While she had her phone out, she thumbed through Facebook. Melissa had already posted, obviously. Apparently her daughter had gone up to the next stage reading book. This was a relatively tame piece of self-promotion when compared to Melissa’s recent epistles in which her child was ‘eating a home-grown strawberry’ and ‘discussing Brexit’. At five years old.

Kate never actually posted anything on Facebook. She just crept around it reading other people’s updates about their perfect lives: a bit like self-flagellation without the need for extra equipment. It was surprising how bad you could make yourself feel just by checking the profiles of your high-achieving, Tough Mudder-running ex-schoolmates. Or your career-driven, designer-clad ex-work colleagues. Or indeed your good-looking, saxophone-playing ex-boyfriends.

She’d bumped into Tim again at the hospital. Wandering round those soulless corridors, trying to remember which colour signs she was supposed to be following. She hated it: the smell, the squeaky floor and the hushed voices everywhere. Nosocomephobia, it was called – a fear of hospitals. Another useless nugget of information gleaned from her parents’ love of quiz shows. Between them they could have answered the whole of a Trivial Pursuits box; even the Arts and Literature questions.

Tim had spotted her first. ‘Kate? Kate, is that you?’

She’d turned and seen him down the corridor. Her traitorous heart had flipped. Thirteen years and he didn’t look any different. Thick, dark hair, tight jeans, black shirt and some kind of metal symbol on a leather thong around his neck. Wasn’t he a little old to still be dressing like that? The young nurse checking him out as she walked past hadn’t seemed to think so. Don’t waste your time on this one, love.

Kate swallowed. Frowned. And pretended she was running through a mental Rolodex to work out who he was. ‘Tim? Tim Watson? Oh, my gosh! How are you?’
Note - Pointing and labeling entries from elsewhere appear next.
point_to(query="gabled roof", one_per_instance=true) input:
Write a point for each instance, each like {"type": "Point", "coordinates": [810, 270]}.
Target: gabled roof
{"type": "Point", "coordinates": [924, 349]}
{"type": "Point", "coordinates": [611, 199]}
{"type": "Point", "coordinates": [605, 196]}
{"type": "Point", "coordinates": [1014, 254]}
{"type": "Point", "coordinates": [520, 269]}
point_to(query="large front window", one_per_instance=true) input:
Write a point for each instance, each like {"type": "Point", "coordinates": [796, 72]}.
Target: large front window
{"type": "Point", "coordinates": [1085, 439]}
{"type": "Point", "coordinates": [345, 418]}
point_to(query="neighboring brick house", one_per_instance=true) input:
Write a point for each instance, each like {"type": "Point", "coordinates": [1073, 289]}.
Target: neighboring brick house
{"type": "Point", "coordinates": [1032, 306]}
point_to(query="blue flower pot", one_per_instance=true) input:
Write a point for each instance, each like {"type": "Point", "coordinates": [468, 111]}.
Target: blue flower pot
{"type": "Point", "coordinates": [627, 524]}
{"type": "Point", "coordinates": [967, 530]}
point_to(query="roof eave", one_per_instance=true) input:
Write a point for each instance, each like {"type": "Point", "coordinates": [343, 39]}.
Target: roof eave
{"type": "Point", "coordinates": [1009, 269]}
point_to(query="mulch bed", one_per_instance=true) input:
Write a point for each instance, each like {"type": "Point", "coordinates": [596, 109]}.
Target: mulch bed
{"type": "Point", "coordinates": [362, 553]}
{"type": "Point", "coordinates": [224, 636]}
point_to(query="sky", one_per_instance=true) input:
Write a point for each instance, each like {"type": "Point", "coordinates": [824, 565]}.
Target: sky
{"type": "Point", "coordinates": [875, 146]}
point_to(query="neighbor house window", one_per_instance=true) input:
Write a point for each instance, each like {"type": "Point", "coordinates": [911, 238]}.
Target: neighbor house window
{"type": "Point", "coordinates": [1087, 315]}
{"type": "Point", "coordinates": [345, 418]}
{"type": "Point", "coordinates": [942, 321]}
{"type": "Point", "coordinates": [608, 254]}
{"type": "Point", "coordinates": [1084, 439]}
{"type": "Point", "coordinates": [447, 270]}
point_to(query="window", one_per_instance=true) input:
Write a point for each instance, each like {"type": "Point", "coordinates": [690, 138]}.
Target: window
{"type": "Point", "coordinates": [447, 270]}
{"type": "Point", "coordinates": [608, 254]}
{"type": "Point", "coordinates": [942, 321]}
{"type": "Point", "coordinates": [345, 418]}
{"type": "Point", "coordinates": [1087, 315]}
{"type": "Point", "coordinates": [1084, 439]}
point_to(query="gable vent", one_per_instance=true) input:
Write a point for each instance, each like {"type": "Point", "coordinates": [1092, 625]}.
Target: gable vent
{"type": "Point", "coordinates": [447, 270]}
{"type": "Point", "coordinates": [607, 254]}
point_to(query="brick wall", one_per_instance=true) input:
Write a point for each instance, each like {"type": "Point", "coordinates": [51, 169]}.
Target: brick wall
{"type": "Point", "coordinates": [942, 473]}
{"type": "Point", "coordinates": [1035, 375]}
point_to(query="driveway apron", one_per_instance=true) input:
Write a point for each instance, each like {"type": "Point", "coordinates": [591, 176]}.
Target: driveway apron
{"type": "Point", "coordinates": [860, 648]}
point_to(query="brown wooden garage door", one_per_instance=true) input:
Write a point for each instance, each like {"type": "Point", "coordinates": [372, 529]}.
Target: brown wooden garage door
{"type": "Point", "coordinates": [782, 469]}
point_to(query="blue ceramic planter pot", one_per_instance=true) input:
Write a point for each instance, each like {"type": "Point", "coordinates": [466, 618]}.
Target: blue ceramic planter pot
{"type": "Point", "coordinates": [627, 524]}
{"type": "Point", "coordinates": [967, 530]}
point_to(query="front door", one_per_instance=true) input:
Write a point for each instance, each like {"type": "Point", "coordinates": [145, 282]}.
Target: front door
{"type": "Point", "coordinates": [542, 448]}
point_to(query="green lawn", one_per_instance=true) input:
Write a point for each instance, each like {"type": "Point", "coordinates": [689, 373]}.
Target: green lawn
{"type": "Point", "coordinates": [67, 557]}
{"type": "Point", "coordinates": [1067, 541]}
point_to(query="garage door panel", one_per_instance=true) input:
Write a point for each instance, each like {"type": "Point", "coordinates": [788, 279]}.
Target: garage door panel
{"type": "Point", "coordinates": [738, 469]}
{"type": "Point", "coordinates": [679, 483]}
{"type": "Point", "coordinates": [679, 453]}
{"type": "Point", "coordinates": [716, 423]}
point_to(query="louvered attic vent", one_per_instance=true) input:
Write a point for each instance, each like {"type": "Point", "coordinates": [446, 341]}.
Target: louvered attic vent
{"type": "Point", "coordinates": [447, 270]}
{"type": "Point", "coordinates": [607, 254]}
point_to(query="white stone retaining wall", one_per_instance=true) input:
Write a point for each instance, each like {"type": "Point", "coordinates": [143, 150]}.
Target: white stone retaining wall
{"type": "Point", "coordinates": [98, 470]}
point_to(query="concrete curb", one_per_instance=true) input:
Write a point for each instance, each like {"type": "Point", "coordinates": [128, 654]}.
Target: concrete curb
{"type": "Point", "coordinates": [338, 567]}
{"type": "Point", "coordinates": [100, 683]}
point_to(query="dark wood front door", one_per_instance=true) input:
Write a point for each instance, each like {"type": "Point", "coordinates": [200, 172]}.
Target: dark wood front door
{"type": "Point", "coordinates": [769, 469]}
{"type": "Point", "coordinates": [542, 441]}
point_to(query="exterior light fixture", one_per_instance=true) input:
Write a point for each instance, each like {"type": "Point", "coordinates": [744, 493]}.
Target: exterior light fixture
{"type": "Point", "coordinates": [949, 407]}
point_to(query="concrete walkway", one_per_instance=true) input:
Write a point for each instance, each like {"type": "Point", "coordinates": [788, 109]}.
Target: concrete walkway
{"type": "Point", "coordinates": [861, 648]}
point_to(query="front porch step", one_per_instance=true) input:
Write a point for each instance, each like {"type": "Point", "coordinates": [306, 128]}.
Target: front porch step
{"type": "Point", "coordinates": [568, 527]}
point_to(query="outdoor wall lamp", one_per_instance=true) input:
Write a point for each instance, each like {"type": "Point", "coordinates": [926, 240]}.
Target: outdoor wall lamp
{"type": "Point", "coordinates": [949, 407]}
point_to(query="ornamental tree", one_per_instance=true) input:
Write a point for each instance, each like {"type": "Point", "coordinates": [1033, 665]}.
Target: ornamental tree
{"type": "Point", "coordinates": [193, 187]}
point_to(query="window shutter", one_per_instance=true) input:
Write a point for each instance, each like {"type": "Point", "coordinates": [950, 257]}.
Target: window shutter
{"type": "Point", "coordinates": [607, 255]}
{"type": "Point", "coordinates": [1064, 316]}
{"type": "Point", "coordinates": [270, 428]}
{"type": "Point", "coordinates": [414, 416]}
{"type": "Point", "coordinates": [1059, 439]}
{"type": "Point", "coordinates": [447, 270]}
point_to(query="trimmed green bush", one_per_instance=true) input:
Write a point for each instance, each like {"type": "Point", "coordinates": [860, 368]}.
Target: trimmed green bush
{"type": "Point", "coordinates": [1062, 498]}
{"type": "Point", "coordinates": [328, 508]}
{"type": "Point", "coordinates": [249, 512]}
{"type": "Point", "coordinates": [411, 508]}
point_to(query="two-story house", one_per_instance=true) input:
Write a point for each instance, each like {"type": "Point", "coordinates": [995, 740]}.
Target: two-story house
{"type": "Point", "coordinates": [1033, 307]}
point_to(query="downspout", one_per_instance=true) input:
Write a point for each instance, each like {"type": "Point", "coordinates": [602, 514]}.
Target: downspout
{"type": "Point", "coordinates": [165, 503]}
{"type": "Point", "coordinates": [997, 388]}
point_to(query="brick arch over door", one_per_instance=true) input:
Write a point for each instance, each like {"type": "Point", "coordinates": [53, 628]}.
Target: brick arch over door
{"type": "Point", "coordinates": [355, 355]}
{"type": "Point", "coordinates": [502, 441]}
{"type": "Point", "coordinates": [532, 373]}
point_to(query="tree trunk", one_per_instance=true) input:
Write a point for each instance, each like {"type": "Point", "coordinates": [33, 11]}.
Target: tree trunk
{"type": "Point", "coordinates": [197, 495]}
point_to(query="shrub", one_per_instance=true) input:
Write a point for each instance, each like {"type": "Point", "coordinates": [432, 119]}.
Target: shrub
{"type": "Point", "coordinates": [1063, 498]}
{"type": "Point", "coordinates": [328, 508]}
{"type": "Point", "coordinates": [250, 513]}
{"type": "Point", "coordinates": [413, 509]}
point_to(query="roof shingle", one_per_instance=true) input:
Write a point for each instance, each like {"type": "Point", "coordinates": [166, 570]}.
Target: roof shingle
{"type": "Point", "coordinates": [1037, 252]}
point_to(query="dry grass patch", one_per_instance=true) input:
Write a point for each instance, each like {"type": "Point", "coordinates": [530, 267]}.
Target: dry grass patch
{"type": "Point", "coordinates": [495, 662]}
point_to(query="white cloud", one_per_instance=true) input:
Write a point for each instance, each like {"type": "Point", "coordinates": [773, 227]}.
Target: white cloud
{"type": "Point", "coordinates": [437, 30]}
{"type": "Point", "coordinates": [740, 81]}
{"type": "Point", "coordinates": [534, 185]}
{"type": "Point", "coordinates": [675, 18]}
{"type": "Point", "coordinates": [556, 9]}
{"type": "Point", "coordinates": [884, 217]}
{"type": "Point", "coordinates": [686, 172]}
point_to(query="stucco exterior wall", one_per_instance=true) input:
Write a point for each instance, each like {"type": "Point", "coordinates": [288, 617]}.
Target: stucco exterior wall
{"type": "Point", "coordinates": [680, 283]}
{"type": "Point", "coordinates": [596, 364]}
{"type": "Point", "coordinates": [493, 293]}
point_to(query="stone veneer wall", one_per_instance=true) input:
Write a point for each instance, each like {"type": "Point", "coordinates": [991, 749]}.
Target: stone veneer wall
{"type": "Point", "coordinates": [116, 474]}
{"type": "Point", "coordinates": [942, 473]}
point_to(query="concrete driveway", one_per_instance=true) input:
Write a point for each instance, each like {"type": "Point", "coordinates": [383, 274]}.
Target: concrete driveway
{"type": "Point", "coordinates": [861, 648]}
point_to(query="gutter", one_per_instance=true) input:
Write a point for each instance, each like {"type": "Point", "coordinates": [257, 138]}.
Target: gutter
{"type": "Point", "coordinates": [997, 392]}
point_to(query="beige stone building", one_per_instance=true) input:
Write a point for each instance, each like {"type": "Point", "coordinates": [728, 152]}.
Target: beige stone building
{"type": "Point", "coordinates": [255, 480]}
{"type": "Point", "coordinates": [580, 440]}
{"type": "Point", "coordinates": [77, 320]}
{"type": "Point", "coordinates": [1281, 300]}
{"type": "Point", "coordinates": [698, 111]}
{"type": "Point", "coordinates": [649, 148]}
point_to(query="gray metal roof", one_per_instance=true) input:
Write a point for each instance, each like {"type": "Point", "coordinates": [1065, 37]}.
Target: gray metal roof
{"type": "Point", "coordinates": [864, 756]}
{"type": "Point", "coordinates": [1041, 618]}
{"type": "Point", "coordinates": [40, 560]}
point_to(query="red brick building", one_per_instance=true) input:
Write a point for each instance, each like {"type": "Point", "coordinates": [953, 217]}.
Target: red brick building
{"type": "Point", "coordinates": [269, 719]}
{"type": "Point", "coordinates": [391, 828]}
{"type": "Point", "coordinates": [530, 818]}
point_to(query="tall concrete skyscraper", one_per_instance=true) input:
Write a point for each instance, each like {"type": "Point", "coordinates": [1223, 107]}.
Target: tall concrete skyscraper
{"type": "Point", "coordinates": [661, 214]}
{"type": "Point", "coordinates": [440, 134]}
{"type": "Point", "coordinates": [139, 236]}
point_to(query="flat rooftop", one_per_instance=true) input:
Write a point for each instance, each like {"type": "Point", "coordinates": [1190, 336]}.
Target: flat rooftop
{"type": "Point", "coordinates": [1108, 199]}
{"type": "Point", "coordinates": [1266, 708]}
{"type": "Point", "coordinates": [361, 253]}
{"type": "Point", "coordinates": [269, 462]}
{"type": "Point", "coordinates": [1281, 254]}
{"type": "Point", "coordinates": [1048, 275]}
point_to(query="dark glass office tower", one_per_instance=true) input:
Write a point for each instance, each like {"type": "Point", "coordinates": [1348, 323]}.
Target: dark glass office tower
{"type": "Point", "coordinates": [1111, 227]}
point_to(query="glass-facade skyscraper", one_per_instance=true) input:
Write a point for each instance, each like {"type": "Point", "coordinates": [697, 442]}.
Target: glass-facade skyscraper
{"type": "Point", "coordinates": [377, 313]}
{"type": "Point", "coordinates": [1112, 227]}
When you meet up with your ex-boyfriend from ten years ago, you are supposed to look fabulous. Kate, on the other hand, had looked like a crap-bag. She’d just arrived at the hospital after wrestling Thomas in and out of the shower before lying next to him in bed, praying for him to go to sleep before the end of visiting hours. Luke had told her to leave Thomas to him, but how could she leave the house to the soundtrack of her son crying for her? It made her stomach hurt. Besides, Thomas always went to sleep quicker with her than Luke. He’d twiddled her hair into a set of complicated knots that she hadn’t had time to brush out properly before dashing to the hospital to spend the next two hours sitting by her dad’s bedside, willing him to wake up.

Tim had walked over with a huge grin on his face and kissed her on the cheek. Like they’d only seen each other yesterday. ‘How great to see you. I’m just visiting my sister; she’s had surgery on her foot.